I was recently gifted with a copy of “Navigating the Path to Industry: A Hiring Manager’s Advice for Academics Looking for a Job in Industry,” by M.R. Nelson. It’s a slim volume, building on the author’s experience as a biotech hiring manager to provide a step-by-step outline to transitioning from a MS/PhD/Postdoc to your first industrial job and beyond.
The advice is both specific and practical, guiding you from the nebulous “discover what you want to do” to fielding inappropriate questions about family planning. Little of the advice is earth-shattering, but it’s rare to see so much common sense in one place. The author should also be commended for finally offering a number of concrete benefits to signing up for LinkedIn, for example:
“Job-seekers considering different fields or making a career change [ie. from academia to industry] search their LinkedIn network to identify second level connections who might make good people to have informational interviews. The standard procedure is to email your first level connection and ask to be introduced to the person with whom you want to have an informational interview. Since you are being introduced by someone he or she knows, the new contact is more likely to agree to a meeting.”
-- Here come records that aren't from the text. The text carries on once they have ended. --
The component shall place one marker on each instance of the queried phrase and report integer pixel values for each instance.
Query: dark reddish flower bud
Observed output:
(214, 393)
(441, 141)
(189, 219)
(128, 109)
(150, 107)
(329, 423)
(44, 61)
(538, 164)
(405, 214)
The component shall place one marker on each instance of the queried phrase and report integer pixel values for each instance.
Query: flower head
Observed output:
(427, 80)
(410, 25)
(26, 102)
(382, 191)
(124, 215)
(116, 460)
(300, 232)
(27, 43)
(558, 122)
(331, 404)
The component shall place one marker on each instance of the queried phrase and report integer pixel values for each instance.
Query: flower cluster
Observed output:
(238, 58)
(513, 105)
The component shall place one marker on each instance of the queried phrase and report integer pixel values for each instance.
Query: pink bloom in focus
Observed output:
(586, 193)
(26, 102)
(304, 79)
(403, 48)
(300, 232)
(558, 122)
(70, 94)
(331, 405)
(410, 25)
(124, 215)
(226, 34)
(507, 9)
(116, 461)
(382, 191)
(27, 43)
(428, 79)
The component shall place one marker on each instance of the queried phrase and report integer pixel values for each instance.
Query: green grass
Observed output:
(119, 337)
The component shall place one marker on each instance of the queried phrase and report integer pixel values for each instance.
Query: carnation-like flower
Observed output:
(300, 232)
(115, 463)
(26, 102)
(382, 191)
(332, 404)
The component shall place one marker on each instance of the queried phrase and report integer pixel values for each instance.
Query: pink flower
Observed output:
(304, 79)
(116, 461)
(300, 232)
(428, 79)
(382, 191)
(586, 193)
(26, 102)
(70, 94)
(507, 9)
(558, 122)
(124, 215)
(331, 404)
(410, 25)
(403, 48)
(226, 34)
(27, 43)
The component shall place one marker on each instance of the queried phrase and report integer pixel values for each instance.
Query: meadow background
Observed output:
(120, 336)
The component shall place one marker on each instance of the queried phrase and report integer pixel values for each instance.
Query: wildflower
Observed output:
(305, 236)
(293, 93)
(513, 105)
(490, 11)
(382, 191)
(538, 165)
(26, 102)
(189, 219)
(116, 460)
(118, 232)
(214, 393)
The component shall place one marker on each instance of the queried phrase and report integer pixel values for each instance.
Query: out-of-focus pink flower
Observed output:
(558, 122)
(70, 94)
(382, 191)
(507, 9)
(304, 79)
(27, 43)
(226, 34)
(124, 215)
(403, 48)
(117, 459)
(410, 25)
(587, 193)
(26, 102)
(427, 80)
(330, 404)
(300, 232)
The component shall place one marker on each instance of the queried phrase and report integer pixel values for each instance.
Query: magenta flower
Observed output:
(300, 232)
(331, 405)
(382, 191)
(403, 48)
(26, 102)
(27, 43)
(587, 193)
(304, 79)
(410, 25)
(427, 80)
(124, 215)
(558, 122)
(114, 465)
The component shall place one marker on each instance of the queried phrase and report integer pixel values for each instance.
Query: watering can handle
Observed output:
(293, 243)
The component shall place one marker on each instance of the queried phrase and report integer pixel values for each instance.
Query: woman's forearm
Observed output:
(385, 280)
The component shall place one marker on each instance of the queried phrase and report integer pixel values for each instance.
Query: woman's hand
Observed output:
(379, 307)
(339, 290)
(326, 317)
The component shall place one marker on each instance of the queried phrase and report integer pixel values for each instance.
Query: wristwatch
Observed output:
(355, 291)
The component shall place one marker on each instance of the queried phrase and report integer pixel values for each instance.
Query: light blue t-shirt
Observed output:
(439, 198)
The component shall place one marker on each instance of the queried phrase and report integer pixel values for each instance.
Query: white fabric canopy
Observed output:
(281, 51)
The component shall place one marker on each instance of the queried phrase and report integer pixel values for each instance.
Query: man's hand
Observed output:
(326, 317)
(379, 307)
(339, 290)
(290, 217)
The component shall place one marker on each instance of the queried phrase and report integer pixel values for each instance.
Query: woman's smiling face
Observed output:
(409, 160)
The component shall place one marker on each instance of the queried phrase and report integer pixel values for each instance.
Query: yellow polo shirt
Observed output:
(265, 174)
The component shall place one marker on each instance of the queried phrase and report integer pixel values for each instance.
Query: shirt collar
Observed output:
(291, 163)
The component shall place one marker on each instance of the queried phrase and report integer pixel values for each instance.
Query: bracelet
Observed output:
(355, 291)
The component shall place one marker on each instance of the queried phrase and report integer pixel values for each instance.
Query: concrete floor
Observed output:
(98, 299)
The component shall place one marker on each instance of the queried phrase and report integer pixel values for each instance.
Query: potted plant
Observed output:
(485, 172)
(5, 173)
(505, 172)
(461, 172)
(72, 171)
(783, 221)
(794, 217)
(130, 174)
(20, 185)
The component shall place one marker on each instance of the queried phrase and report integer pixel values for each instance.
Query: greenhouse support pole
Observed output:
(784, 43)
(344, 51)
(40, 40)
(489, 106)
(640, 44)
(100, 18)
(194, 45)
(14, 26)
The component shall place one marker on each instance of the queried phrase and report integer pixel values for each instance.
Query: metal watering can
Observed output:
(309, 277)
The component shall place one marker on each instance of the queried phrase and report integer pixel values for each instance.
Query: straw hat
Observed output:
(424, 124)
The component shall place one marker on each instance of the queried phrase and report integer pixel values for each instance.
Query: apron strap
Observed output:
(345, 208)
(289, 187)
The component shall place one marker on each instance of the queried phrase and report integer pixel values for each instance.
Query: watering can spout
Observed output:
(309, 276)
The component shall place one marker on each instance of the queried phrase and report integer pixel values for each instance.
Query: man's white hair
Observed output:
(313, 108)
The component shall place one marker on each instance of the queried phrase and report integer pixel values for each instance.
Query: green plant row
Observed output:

Chemjobber provided his own impressions last month, which helped put the book on my radar. Like him I highly recommend you get your own copy, and would go so far as to say it should be required reading for ~2nd year graduate students, regardless of their career aspirations. That early in grad school the future is far from certain, and it takes several years to build a good network .
 Worst case, much of this book’s advice works equally well for finding collaborators.